Direct microscopy of KOH mounts requires experienced investigators and may yield 5–15% of false-negative results. Regarding PAS staining; not only the specific etiologic agent is difficult to be established but also, the fungal viability isn’t documented. Also, fungal culture is a slow procedure that requires 3-4 weeks up to 6 weeks to obtain the result and has a higher proportion of false- negatives results (30–50%). Despite all these drawbacks, identification of the causative organism by microbiological techniques is still the cornerstone for disease diagnosis.2,3

Molecular techniques centered on the polymerase chain reaction (PCR) have been introduced that provide a timely and accurate diagnosis of onychomycosis and other mycotic diseases.3 Direct diagnosis of fungal diseases in clinical samples by PCR-based methods would permit early and detailed identification of the causative agents.4

The amplification of internal transcribed spacer (ITS) regions and 28SnrDNA (D1/D2 region) followed by Sanger sequencing have been used for identification of isolated fungi in clinical specimens directly.4,5 A limited number of studies were done to compare between conventional and non-conventional methods for diagnosis of onychomycosis and identification of causative clinical isolates.
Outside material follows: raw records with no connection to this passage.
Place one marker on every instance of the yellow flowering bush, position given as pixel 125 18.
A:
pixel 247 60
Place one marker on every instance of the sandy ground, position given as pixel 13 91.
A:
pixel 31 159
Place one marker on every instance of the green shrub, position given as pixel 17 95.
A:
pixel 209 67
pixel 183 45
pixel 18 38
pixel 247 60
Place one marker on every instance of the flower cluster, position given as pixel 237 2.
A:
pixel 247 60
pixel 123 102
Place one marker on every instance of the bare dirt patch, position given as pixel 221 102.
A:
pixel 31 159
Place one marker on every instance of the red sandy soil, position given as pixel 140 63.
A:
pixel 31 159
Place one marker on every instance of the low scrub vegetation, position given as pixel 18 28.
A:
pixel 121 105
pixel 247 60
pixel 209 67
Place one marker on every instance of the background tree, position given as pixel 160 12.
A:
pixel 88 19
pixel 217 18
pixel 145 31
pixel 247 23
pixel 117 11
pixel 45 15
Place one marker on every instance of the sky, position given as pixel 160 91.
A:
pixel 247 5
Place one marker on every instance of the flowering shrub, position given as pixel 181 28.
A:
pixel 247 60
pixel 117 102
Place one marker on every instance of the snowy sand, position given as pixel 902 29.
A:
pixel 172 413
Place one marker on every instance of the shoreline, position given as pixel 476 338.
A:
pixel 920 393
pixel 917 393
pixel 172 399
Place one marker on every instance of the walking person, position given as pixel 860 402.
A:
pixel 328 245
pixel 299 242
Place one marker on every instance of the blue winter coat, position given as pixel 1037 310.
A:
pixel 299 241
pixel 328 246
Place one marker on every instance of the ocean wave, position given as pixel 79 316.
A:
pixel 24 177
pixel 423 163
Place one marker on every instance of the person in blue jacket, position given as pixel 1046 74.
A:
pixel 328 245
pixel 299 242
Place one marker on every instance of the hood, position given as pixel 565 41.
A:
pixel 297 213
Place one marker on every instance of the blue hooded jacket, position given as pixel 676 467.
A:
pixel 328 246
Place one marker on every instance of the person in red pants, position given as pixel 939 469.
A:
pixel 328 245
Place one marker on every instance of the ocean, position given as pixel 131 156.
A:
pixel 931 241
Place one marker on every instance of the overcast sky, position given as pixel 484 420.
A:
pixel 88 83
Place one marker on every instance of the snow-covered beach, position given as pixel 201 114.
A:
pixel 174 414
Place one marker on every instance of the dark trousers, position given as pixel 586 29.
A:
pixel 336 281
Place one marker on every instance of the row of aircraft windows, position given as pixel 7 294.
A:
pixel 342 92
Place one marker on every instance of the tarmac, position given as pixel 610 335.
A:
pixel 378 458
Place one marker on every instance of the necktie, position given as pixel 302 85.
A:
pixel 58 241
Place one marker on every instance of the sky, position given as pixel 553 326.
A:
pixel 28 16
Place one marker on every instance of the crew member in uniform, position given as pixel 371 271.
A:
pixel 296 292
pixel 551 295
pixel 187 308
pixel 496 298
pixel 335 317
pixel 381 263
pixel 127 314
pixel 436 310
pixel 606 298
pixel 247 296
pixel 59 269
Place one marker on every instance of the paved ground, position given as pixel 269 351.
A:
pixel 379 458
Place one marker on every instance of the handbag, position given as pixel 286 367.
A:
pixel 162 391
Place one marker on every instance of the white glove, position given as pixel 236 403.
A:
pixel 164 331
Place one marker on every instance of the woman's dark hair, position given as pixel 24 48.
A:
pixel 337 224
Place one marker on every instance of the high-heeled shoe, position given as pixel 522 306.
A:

The current study aimed to highlight risk factors associated with onychomycosis, to identify the causative fungal pathogens and to compare the diagnostic validity of fungal fluorescent staining and ITS rDNA PCR-based sequencing with conventional methods (KOH direct microscopy, mycological culture and histopathology by PAS stain) for diagnosis of onychomycosis.

Materials and Methods

Study subjects and data collection
This cross-sectional study was carried out during the period from January 2020 to April 2021 at the Medical Microbiology and Immunology Department in collaboration with the Central Laboratory of Faculty of Medicine, Menoufia University. It involved 100 patients (15 males and 85 females with a mean age of 47.36±15.204 years) clinically- diagnosed to have onychomycosis at the Outpatient Clinic of Dermatology Department.

The Local Ethics Committee of Faculty of Medicine, Menoufia University (11/2018MICR3) approved the study protocol. Informed consents were taken from all participants.

All the patients submitted to full history taking including risk factors of onychomycosis in order to focus on the factors affecting and motivating the occurrence of onychomycosis.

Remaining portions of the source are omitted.